The safe-haven U.S. dollar hovered near a 9-1/2-month high against major peers on Friday, buoyed by fears that the Delta coronavirus variant could delay the global economic recovery.

The greenback has also been boosted by expectations the Federal Reserve could still start to taper stimulus this year, even with COVID-19 infections surging this month in the United States.

The dollar index, which measures the currency against six rivals, was little changed at 93.544 from Thursday, when it touched 93.587 for the first time since early November. For the week, it’s on track to gain 1.1%, the most in two months.

The Canadian dollar dropped to a fresh six-month low of C$1.2832 amid a plunge in oil prices on those economic growth worries, while the Aussie and New Zealand dollars languished near nine-month lows.

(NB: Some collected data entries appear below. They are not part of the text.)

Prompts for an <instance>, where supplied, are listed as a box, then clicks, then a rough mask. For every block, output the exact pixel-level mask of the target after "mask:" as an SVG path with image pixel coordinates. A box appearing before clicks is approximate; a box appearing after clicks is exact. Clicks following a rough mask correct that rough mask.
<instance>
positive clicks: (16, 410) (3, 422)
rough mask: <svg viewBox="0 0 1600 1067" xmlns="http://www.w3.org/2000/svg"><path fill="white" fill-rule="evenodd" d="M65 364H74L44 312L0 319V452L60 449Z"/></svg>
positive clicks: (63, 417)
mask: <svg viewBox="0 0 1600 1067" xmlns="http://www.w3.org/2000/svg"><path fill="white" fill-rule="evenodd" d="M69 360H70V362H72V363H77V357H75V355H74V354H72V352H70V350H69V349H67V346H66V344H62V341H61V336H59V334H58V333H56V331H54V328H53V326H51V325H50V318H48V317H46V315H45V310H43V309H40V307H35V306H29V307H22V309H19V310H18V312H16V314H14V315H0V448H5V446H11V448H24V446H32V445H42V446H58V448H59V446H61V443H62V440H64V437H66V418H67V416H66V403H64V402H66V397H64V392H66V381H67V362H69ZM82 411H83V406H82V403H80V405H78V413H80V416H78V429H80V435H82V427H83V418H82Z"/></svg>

“Risk aversion in the air has buoyed the greenback, with pro-growth currencies bearing the brunt of it,” Rodrigo Catril, a strategist at National Australia Bank, wrote in a client note.

The yen, another safe-haven currency, slipped 0.1% to 109.87 per dollar on Friday, but remains in the center of its trading range of the past six weeks.

The euro ticked up 0.05% to $1.6825, but still traded near the 9 1/2-month low of $1.16655 reached overnight. It is down 0.94% this week, the most since mid-June.

Minutes of the Fed’s July meeting, released on Wednesday, showed officials largely expect to reduce their monthly bond buying later this year, although divisions remain on the timing and pace of a taper, and whether inflation, joblessness or the coronavirus pandemic pose a bigger risk to economic recovery.

A decline in debt purchases by the Fed is widely considered positive for the dollar as it is expected to raise U.S. government bond yields, making it more attractive for investors to hold dollar-denominated assets.

The Aussie rose 0.1% to $0.7155 on Friday, but was still close to the 9 1/2-month low of $0.7143 reached on Thursday. It has fallen 3% this week, on track for its worst performance since September of last year, with most of the country under lockdown to battle a COVID-19 outbreak.

New Zealand’s kiwi ticked up 0.1% to $0.6832, but remained near Thursday’s nine-month trough of $0.6810. It has sunk 2.9% for the week, also the worst since September, after its central bank delayed a rate hike, shifting gears as the country went into a snap COVID-19 lockdown.

Sterling touched a fresh one-month low of $1.3628 on Friday, before trading 0.07% higher at $1.3638. It has fallen 1.64% this week, which would be the biggest drop for two months.